Un bref regard sur l’histoire éclaire une partie du problème. Un Institut national de l’orientation professionnelle a été créé en 1928. Il formait des conseillers d’orientation à la pratique de tests psychométriques pour identifier des profils psychologiques adaptés aux exigences des différents métiers. Les conseillers d’orientation travaillaient donc principalement avec les jeunes qui se destinaient à l’exercice précoce d’une profession dès la fin de l’obligation scolaire (13 ans jusqu’en 1937, puis 14 ans jusqu’en 1959).

Les besoins du marché
Lorsque à partir de 1959, le général de Gaulle met en œuvre une politique de croissance de l’enseignement secondaire, il le fait explicitement pour alimenter l’économie en main-d’œuvre qualifiée et en cadres. Les technocrates qui l’entourent décident alors de placer les conseillers d’orientation au service d’un pilotage des flux d’élèves en fonction de l’anticipation des besoins du marché de l’emploi. L’un des principaux artisans des réformes des années 1960, le recteur Jean Capelle, écrit ainsi en 1966 : « [Il faut] associer étroitement au système d’éducation un ensemble de moyens d’information et d’orientation qui (…) permettra le jeu de l’autorégulation, c’est-à-dire l’acceptation par la grande majorité des familles des voies qui doivent permettre à chaque individu d’être le plus heureux là où il sera le plus qualifié. »

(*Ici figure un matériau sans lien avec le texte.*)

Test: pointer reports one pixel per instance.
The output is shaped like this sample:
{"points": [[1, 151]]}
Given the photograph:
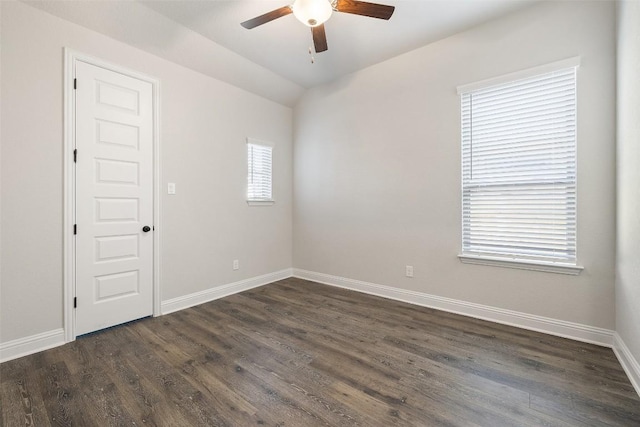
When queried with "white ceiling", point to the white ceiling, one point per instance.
{"points": [[273, 60], [355, 42]]}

Dans la logique de cette conception, l’Office national d’information sur les enseignements et les professions (Onisep) est créé en 1970. Lui est associé l’année suivante le Centre d’études et de recherches sur les qualifications (Céreq), chargé de produire des analyses statistiques de la relation entre l’école et le marché du travail. Dans l’esprit des dirigeants d’alors, il s’agissait de fournir aux conseillers d’orientation les outils d’information (Onisep) et d’analyse (Céreq) pour leur permettre d’assurer leur fonction de pilotage des flux d’élèves au service des besoins de l’économie.

Cette vision très étroitement dirigiste et économiste du système éducatif a été rapidement mise à mal par les évolutions de la société postindustrielle. La croissance du chômage, la difficile anticipation de l’évolution des emplois, la mobilité des trajectoires professionnelles individuelles, ont rendu la relation formation-emploi « introuvable », pour reprendre le titre d’un livre de la sociologue Lucie Tanguy en 1986. En outre, dans une société qui promeut l’épanouissement individuel tout en soumettant étroitement la réussite socioprofessionnelle aux résultats scolaires, les familles ont été de moins en moins disposées à accepter les décisions d’orientation imposées autoritairement.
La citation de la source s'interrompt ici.